Max-Planck-Institut für Molekulare Pflanzenphysiologie, Am Mühlenberg 1, D-14476 Potsdam-Golm, Germany.
Glogauer Straße 31, D-10999 Berlin, Germany.
Nucleic Acids Res. 2017 Jul 3;45(W1):W6-W11. doi: 10.1093/nar/gkx391.

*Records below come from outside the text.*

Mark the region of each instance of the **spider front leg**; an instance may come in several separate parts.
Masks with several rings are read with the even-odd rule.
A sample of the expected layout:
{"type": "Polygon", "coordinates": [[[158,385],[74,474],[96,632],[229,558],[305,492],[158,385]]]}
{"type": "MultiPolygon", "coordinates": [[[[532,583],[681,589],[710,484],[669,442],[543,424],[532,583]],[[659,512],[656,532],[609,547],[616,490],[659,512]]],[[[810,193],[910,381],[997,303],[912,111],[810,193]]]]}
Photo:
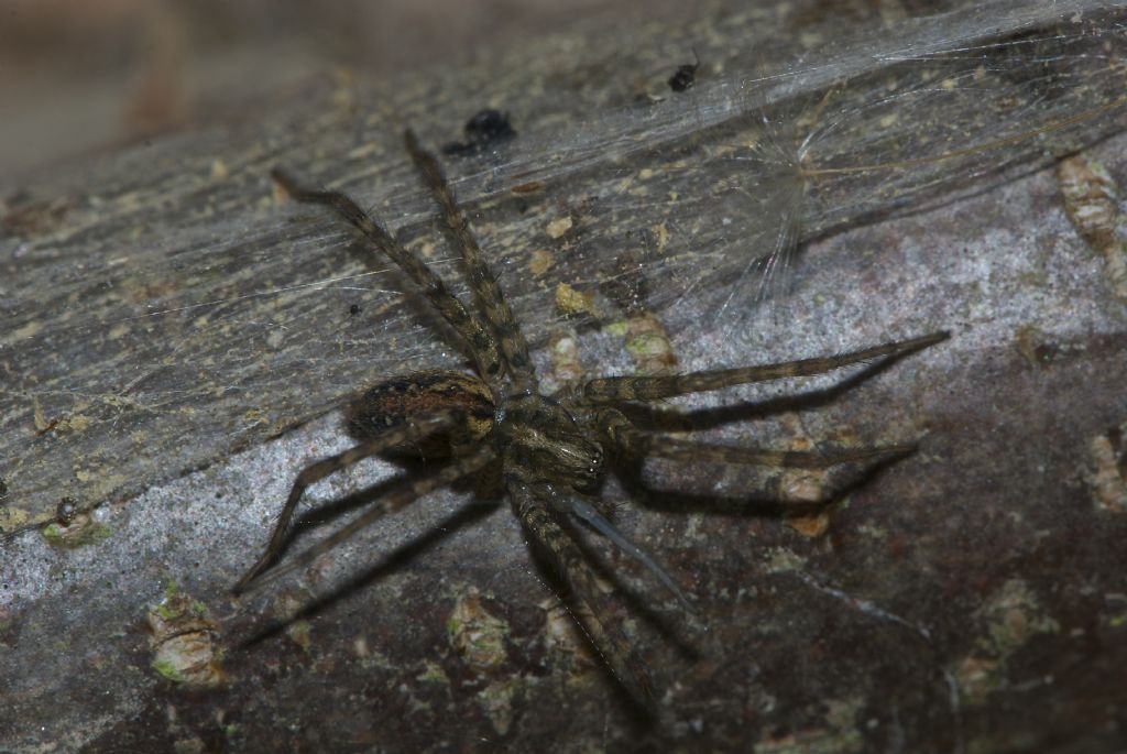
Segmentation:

We have developed the web application GeSeq (https://chlorobox.mpimp-golm.mpg.de/geseq.html) for the rapid and accurate annotation of organellar genome sequences, in particular chloroplast genomes. In contrast to existing tools, GeSeq combines batch processing with a fully customizable reference sequence selection of organellar genome records from NCBI and/or references uploaded by the user. For the annotation of chloroplast genomes, the application additionally provides an integrated database of manually curated reference sequences. GeSeq identifies genes or other feature-encoding regions by BLAT-based homology searches and additionally, by profile HMM searches for protein and rRNA coding genes and two de novo predictors for tRNA genes. These unique features enable the user to conveniently compare the annotations of different state-of-the-art methods, thus supporting high-quality annotations. The main output of GeSeq is a GenBank file that usually requires only little curation and is instantly visualized by OGDRAW. GeSeq also offers a variety of optional additional outputs that facilitate downstream analyzes, for example comparative genomic or phylogenetic studies.
我们开发了一个名为 GeSeq 的网络应用程序(https://chlorobox.mpimp-golm.mpg.de/geseq.html),用于快速准确地注释细胞器基因组序列,特别是叶绿体基因组。与现有的工具不同,GeSeq 将批处理与完全可定制的参考序列选择相结合,可从 NCBI 和/或用户上传的参考中选择细胞器基因组记录。对于叶绿体基因组的注释,该应用程序还提供了一个手动整理的参考序列集成数据库。GeSeq 通过基于 BLAT 的同源性搜索以及针对蛋白质和 rRNA 编码基因的轮廓 HMM 搜索和两个用于 tRNA 基因的从头预测来识别基因或其他特征编码区域。这些独特的功能使用户可以方便地比较不同最先进方法的注释,从而支持高质量的注释。GeSeq 的主要输出是一个 GenBank 文件,通常只需要很少的整理,并且可以通过 OGDRAW 立即可视化。GeSeq 还提供了各种可选的附加输出,方便下游分析,例如比较基因组或系统发育研究。